孩子不知给了谁抱去了,家里的汉子跑过来问言修聿。
白日劳累了一整日,大半宿没合眼,更是忙着给人接生,言修聿此时是筋疲力尽了,她勉强睁开眼,撑起身子去瞧了瞧产妇的下身,再给她把了次脉,理好思绪跟那汉子说医嘱:“你娘子生产前身子就康健,生产时受了罪,身子也留了点伤,往后少要她下地干活,注意少让身子碰脏东西,这些日子我开两幅药煎着吃。妇人生产后就是要仔细养着,可不能懈怠了。”
“明白明白,多谢大夫,姑娘大恩大德,我和娘子永世难忘。”汉子连胜道谢。
言修聿淡然道:“你顾好家中的娘子和孩子便够了,无需如此多礼。”
虽是如此说,言修聿走前,那汉子还是给她拾掇了半只鸭子、两斤猪肉和一筐鸡蛋出来,叫她带着回去煮了吃。
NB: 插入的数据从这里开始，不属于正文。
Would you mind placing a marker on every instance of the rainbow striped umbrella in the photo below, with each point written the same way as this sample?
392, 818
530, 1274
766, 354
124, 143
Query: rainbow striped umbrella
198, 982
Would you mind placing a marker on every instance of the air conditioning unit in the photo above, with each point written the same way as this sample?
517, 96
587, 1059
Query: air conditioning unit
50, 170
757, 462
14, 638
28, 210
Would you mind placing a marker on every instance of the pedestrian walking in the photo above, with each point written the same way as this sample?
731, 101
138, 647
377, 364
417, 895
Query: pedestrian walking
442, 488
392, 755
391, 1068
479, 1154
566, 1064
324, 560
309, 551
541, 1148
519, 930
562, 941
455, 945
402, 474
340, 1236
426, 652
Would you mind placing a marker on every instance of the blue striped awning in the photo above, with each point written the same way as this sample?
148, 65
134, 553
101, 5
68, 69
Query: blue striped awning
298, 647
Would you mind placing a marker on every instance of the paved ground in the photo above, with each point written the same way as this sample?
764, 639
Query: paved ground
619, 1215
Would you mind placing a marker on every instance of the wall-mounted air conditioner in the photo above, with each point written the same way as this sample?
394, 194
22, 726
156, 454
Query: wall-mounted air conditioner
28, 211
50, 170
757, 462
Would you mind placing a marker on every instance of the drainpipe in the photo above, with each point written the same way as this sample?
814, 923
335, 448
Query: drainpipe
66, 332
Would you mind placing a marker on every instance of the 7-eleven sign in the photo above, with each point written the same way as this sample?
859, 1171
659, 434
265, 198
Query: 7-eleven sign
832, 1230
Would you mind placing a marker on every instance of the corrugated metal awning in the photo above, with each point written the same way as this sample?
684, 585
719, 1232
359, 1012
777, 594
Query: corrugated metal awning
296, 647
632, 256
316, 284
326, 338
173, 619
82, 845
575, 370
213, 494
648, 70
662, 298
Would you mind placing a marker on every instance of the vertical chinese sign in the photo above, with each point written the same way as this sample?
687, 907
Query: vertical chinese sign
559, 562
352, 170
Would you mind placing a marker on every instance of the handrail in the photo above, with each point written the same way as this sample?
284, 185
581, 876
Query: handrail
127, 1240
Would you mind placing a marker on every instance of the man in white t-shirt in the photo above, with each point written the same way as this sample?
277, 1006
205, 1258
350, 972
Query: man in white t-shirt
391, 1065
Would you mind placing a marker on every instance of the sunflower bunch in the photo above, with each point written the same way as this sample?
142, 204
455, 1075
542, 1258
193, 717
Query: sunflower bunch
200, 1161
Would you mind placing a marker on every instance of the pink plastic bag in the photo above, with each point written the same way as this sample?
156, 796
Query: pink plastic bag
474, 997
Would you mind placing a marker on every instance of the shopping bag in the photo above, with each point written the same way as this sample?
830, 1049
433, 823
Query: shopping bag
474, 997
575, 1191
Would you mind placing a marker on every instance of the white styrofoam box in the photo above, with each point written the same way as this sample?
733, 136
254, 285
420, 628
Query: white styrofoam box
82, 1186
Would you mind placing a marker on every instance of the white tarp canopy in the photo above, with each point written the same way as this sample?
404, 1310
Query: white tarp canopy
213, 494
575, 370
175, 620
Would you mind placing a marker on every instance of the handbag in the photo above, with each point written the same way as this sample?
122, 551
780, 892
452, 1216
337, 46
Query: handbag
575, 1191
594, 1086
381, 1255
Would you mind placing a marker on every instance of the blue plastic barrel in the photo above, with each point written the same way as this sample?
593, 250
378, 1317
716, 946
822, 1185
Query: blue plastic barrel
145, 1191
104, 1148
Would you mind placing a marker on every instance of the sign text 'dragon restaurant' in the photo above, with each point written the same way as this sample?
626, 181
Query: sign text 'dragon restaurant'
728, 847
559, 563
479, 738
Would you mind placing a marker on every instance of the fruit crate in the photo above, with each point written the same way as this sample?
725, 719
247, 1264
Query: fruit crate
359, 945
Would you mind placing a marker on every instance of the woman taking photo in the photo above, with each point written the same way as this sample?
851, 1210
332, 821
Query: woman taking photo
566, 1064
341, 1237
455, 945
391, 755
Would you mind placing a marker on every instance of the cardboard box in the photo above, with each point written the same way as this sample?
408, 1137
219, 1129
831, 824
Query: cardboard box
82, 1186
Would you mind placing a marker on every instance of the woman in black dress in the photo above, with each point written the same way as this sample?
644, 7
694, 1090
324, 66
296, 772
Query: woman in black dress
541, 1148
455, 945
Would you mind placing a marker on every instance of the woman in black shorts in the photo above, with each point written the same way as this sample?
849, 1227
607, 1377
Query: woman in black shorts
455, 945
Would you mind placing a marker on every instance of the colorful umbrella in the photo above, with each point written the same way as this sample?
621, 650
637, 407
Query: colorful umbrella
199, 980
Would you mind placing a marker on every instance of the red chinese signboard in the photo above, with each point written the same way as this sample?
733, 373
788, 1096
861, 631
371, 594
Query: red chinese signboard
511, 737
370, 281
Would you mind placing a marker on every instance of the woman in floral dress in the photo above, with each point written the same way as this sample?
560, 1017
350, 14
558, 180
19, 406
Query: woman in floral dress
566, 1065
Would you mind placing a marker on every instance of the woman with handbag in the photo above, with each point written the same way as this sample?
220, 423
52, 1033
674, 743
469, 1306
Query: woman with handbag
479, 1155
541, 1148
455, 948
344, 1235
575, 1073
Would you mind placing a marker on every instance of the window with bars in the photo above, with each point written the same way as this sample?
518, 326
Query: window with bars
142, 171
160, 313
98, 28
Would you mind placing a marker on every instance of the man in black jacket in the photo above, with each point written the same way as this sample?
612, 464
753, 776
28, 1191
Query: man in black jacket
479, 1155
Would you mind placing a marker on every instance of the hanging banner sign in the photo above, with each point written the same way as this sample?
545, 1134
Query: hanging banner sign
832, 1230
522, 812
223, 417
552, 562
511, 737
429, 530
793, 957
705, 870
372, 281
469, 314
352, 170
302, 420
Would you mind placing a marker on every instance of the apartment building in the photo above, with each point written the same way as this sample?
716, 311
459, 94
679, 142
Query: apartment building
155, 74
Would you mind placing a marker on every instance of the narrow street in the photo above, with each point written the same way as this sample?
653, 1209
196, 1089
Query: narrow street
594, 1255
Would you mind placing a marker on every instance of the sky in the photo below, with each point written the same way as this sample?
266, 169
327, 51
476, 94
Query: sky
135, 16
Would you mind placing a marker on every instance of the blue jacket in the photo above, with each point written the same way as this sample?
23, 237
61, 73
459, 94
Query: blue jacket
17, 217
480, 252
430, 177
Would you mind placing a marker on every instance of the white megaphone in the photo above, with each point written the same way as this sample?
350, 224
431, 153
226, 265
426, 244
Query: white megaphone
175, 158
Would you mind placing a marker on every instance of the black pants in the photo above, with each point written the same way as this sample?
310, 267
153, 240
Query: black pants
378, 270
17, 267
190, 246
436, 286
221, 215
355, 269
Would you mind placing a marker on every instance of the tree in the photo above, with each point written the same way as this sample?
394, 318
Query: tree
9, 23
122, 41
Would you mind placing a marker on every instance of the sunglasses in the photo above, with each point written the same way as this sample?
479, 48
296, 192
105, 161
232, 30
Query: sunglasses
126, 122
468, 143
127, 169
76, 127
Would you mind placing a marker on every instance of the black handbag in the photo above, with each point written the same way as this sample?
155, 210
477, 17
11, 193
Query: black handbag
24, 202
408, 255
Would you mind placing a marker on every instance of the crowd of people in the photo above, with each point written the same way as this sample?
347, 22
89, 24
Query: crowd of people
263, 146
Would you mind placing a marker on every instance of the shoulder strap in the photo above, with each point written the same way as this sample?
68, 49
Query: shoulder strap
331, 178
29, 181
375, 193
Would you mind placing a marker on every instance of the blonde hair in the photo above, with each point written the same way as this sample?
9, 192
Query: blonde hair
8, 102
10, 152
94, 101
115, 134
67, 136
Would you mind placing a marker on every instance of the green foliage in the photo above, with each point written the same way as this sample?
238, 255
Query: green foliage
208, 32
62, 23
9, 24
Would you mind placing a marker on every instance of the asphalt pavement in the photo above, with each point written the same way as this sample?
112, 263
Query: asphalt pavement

言修聿来时为了走得快些,只带了一个药箱,她也不缺吃喝,回去路上不愿带上这些累赘。
本想开口回绝,瞧见汉子满怀期待的模样,到嘴边的话又咽了下去,接过鸭肉和猪肉,说道:“鸡蛋我就不拿了,留给娘子和孩子吃吧,早些把身子养好。”
“借大夫吉言了。”
来时是汉子领着言修聿来的,此时天色漆黑,家家户户都在安眠,汉子家里新添了孩子,必然有许多事要忙,言修聿怎好叫她领自己回去,便依照记忆和旁人的指引,自己找到了回客栈的路。
回到客栈时天色已经有一两分亮了,进去后李老板在一楼候着,见她回来松了一口气,说道:“姑娘出门怎的不同我只会一声,回来路上也好叫人接应。”
“昨夜事态紧急,你怎的出来了?”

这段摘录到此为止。